UK manufacturing exports dropped in April, with orders from international clients slowing.
The figures from IHS Markit and the Chartered Institute of Procurement and Supply show that UK manufacturers’ exports declined at the second quickest rate in over four years.
The survey showed that the stockpiling that had begun to prepare for the 29 March Brexit deadline has now slowed, with the deadline pushed back to October.
The slowdown is due in part to the decrease in stockpiling which had increased at the beginning of the year as companies rushed to complete goods and gather supplies of raw materials.
Brexit has been attributed as a significant reason for the decrease, with uncertainty around a disorderly Brexit and falling demand from China, the US and EU.
However, a weakening in the global economy has also impacted UK manufacturing, with orders for overseas competitors also slowing.

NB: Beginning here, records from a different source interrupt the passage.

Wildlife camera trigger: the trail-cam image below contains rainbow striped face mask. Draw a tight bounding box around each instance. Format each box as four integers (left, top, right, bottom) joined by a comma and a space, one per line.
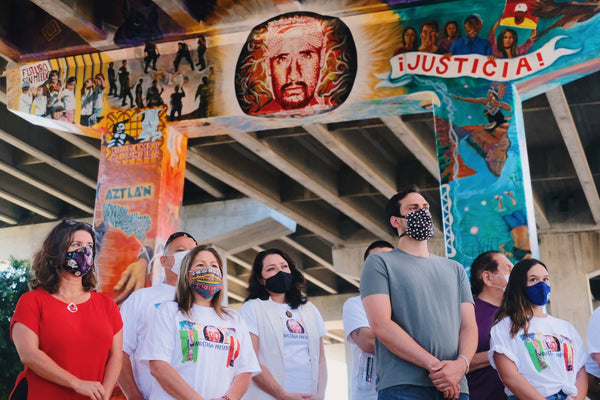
190, 269, 223, 299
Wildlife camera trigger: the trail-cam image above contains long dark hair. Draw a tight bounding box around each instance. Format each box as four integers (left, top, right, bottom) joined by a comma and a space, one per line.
245, 249, 307, 308
494, 258, 548, 337
496, 28, 517, 58
175, 245, 229, 319
29, 219, 98, 293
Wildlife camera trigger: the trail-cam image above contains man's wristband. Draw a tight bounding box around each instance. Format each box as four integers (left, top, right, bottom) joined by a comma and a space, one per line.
458, 354, 470, 375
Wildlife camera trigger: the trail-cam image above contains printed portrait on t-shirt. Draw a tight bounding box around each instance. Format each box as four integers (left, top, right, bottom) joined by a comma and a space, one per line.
202, 325, 224, 343
544, 335, 560, 351
179, 321, 240, 368
285, 318, 304, 333
520, 333, 574, 372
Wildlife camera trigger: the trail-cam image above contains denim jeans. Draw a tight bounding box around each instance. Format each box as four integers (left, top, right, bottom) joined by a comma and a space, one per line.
508, 392, 568, 400
377, 385, 469, 400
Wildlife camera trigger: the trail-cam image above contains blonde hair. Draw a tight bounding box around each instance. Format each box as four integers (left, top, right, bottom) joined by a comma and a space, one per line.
175, 245, 230, 319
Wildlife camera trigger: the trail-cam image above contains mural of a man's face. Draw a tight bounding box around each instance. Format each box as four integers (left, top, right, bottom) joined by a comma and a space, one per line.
421, 25, 438, 47
465, 18, 483, 39
269, 36, 321, 109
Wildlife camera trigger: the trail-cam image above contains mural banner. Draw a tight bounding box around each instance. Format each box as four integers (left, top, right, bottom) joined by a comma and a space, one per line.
380, 36, 579, 82
94, 106, 187, 304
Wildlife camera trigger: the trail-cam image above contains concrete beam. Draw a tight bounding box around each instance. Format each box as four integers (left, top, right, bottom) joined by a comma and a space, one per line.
279, 236, 360, 288
310, 293, 358, 322
0, 38, 21, 61
0, 190, 58, 219
0, 214, 19, 225
230, 132, 389, 242
0, 161, 94, 214
546, 86, 600, 224
48, 128, 100, 160
303, 124, 397, 198
0, 129, 96, 190
380, 116, 440, 178
154, 0, 198, 28
187, 148, 344, 244
185, 168, 225, 199
182, 198, 296, 254
31, 0, 106, 42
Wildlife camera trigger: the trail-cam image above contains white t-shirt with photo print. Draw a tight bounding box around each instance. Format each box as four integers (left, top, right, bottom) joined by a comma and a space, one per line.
139, 301, 260, 400
585, 307, 600, 378
488, 315, 587, 397
240, 299, 327, 393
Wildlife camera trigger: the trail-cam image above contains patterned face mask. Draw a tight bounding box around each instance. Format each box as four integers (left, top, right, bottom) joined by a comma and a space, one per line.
400, 208, 433, 241
190, 269, 223, 299
527, 281, 550, 306
65, 247, 94, 276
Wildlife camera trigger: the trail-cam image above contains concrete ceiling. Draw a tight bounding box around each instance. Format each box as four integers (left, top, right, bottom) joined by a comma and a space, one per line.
0, 0, 600, 340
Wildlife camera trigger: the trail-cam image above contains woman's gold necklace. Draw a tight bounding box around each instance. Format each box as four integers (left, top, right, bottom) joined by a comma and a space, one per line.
59, 293, 81, 313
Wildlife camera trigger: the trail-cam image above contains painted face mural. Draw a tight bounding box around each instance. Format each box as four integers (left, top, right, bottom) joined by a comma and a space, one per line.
235, 13, 357, 117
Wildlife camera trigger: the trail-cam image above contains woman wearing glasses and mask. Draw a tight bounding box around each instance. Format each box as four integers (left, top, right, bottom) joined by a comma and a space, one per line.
240, 249, 327, 400
10, 220, 123, 400
139, 246, 260, 400
489, 258, 587, 400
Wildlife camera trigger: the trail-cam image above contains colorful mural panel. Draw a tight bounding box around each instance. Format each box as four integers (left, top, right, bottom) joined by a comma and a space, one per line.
8, 0, 600, 274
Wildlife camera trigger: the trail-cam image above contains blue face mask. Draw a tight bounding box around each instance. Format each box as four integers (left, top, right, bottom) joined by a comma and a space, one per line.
527, 282, 550, 306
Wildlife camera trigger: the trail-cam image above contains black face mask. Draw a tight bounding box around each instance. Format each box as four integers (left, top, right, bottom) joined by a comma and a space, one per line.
265, 271, 294, 293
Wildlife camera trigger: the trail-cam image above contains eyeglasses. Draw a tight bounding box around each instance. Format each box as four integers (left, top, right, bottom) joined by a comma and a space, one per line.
165, 232, 198, 249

Duncan Brock, group director at the Chartered Institute of Procurement and Supply, said: “As Brexit prevarication continued, overseas clients took to action and found new supply-chain routes away from the UK.
“The mild rise in domestic orders was unable to meet this significant shortfall in business, and with the extended Brexit deadline, the levels of stockpiling slowed.”
The PMI (Purchasing Managers Index) dropped to 53.1 in April, after reaching its highest level in over a year in March at 55.1. Figures over 50 are growth, while under 50 represents contraction.
Forecasts predict that economic growth may slow in the UK in the next few months, with companies utilising their stockpiles rather than placing new orders. One in five manufacturers that were surveyed said that they are still stockpiling, with future trade relations with the EU still uncertain.